As we read the beginning of Mark’s gospel, it might be worth considering what sites and sources of communal and national identity are the equivalent of the banks of the Jordan for us. Where might we as individuals recover the lost or compromised self-understanding of our communities? How can we forge communities of renewal, from which the life of our wider societies can draw new strength? How can we actively take responsibility as individuals for the health and wellbeing of our communities? How might we as individuals make the paths of the Lord straight within the places and societies where we find ourselves? How can we prepare the way for and proclaim the Lord’s arrival into our common life? As individuals we have been formed and shaped by our societies and communities: through our committed action, memory, and hope, we can be the means of their renewal.


[1] Richard Hays, Reading Backwards: Figural Christology and the Fourfold Gospel Witness (Waco, Texas: Baylor University Press, 2014), 21.
[2] Oliver O’Donovan, The Desire of the Nations: Rediscovering the Roots of Political Theology (Cambridge, UK: Cambridge University Press, 1996), 80.

3 thoughts on “The Politics of the Individual—Mark 1:4-11 (Alastair Roberts)

  1. I don’t understand the logic of making the jump from National Israel to our own particular and individual nations. The Bible gives us tools to think of an alternative community, namely the Church, and not in how to retool and create a Christendom. The Renewal of Israel does not theologically comport to the renewal of the US or the UK, neither of these are covenant nations. Instead, they are beasts that the Lord uses, and throws out, as He sees fit.

    Seek the Peace, but that is a world apart from talk of John the Forerunner.

  2. No, the US and the UK are not covenant nations like Israel. However, individuals can still be the bearers of their societies’ self-understanding and the means of their societies’ renewal. This capacity and responsibility of the individual is one of the means in which we can bring the life of Christ to our contexts. The point is not to draw an analogy between Israel and our nations, but to recognize the significance of the relationship that the individual can sustain with the body politic—a relationship revealed in Mark 1—in contradistinction to the more restrictive visions of modern thought.

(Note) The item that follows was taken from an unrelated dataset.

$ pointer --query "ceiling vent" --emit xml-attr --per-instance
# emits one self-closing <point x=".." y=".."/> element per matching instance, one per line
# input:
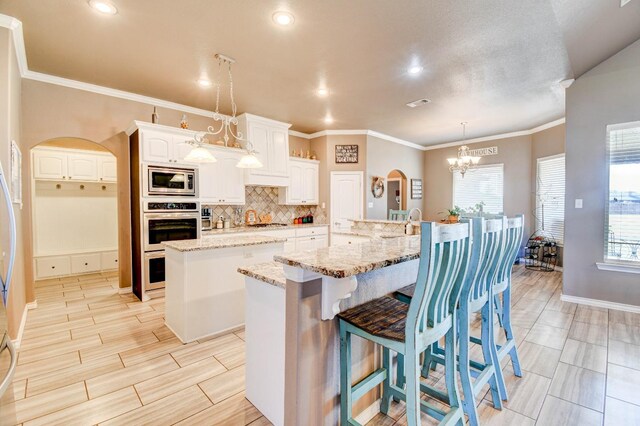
<point x="419" y="102"/>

  3. Surely that is exactly what we are ‘nations like Israel’. Certainly Israel has a special place but God’s engagement with Israel shows how he deals with nations. God uses nations to punish or support Israel in the OT and even calls them his servants. Paul carries this on in Romans 13: ‘Everyone must obey state authorities, because no authority exists without God’s permission, and the existing authorities have been put there by God.
    We need to wrestle with what it means to be a nation now in the light of Israel’s experience, that is why we need to hold our leaders to account as John the Baptist did.